Parenting is really a unique experience. It really is a privilege to be able to have children and to be a part of their lives. I have 3 kids and they
still continue to amaze me.
Firstly I am amazed at how different they are from me, the rest of their extended family and also from each other. They were each born with qualities that have either made life easy, or difficult for them. They also have qualities that as a parent I feel must be nurtured or discouraged, depending on the qualities, and despite my "best" efforts the basic nature of each child remains intact. I have come to realise that parenting is not about enforcing my ideas, beliefs, or expectations upon my kids, because as I grow older I realise that the more I know the less I understand.

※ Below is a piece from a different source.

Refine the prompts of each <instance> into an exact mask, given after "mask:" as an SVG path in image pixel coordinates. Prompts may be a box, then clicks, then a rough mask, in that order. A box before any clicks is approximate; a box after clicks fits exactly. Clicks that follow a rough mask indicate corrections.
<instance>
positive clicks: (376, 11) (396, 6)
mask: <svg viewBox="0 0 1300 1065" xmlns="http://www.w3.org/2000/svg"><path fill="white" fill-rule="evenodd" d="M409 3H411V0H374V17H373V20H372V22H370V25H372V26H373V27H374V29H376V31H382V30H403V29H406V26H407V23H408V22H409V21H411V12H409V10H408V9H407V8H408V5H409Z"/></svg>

So I journey through life with my family and try to learn with them and to share with them, rather than to teach them. I do not suggest here that kids should be allowed to wander aimlessly without direction and boundaries because that is not healthy. I am rather suggesting that
as parents perhaps we should not be too certain that our ideas and rules are as cast in stone as we would like to believe. Our lives are lived in very different places and spaces. We are a generation apart from our kids and its good to keep this in mind.
My days are taken up with rushing through traffic, the demands of work and the responsibility of making ends meet. My kids lives are filled with school, homework and their busy social lives. During the time we spend together we try to share our experiences and make sense of them. This is hard for parents especially since we experience a different world. Even if we manage to remember our childhood or our lives as teenagers, that life is no longer truly relevant in the lives of today's children.
The hardest part of parenting, I believe, is to allow our children to be the individuals they are destined to be, in the time and place in which they find themselves. This process does not start at 16 or 18, it starts in the first few years and continues for the rest of the life you share with your kids.
As moms and dads we may feel the need to become controlling, because life is easier if we control everything, and because we believe that mom and dad know best. But this is a trap we must try and avoid. Eventually children grow up and it is our job as parents to help them develop a sense of who they are and what they can achieve without being forced one way or another by our expectations and beliefs. I know this is not always a popular idea. Parents are much happier with a formula, or a set of parenting rules, but parenting is not about rules it's about guidance, and our children are not the only ones who need guidance, sometimes we need it too.